One of the principal sources for this transformation of India’s economic story has been a massive policy transformation, pushing towards integrating growth with trade and increased economic liberalization, as an exit strategy from its Balance of Payments crisis in 1991. The 1980s and 1990s marked a period of widespread economic reforms consisting of industrial de-licensing, along with trade and investment liberalization in 19911.

While a lot of India’s recent growth has been at the convergence of manufacturing and services, with liberalization of India’s markets and industries, the economy has also witnessed a rise in foreign capital complimenting the role played by domestic capital as a source of economic growth. Since India’s
original push towards liberalization, it has steadily risen to become of the most prominent destinations of FDI investments across the globe, and the stock markets in India have also experienced growing turnovers in the volumes of FPIs that have been entering the Indian economy not just due to the
financial liberalization in the country but also because of global investors wanting to take a share in India’s growth story.

While there has been a rising clamour to attract greater volumes of capital flows into the economy so as to leverage India’s generally phenomenal growth rates, the Indian economy has not been isolated from the declining global growth slowdown, showing signs of faltering notably over the past couple of
years. India’s organized manufacturing sector output experienced high rates of growth between 2003 and 2009, with an average growth rate of around 15% largely made possible by rising private investments and exports. This phase however began to come to a halt with the onset of the Financial crisis in 2008.
India’s export growth plummeted drastically and never gained momentum due to sporadic episodes of slowdown in different parts of the global economy. Domestic economic growth also plummeted due to a rise in unemployment among a number of other institutional reasons. All of this resulted in the decline
of output, employment and productivity in India’s manufacturing sectors for almost the entirety of the last decade, since 2009-10.

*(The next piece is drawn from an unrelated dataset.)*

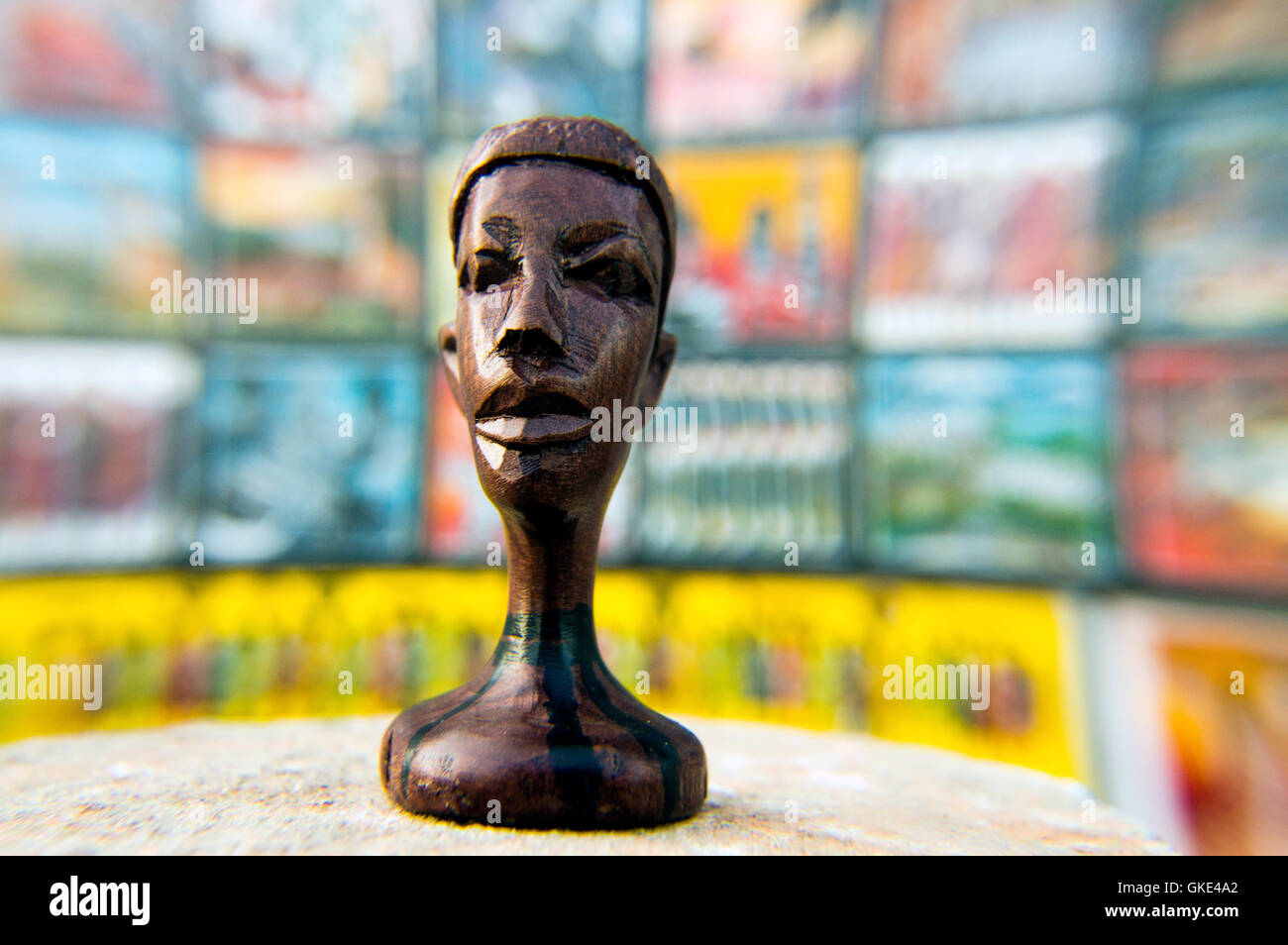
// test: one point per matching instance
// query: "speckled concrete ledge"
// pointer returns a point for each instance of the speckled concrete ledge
(310, 787)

Notwithstanding these developments over the past decade, India’s overall impressive growth record has prompted a number of papers to shed light on the sources of rapid increase output among developing economies (for example Bosworth and Collins, 2008). One natural question in this regard has been as to whether the observed growth in such emerging markets are driven by their ability to infuse larger amounts of inputs into the production process or their ability to enhance the efficiency in using their inputs (reflecting in a higher Total Factor Productivity), or a combination of both. A number of papers have looked at the role of distortion in the allocation of factors of production across industries, firms and sectors to explain sources of potentially lower output (Restuccia and Rogerson, 2007; Hsieh and Klenow, 2009). In explaining the role of TFP in the growth of emerging market economies, these papers open up a key relatively unexplored linkage between productivity growth slowdown (Figure 1 2 and India’s overall manufacturing stagnation for the last few years).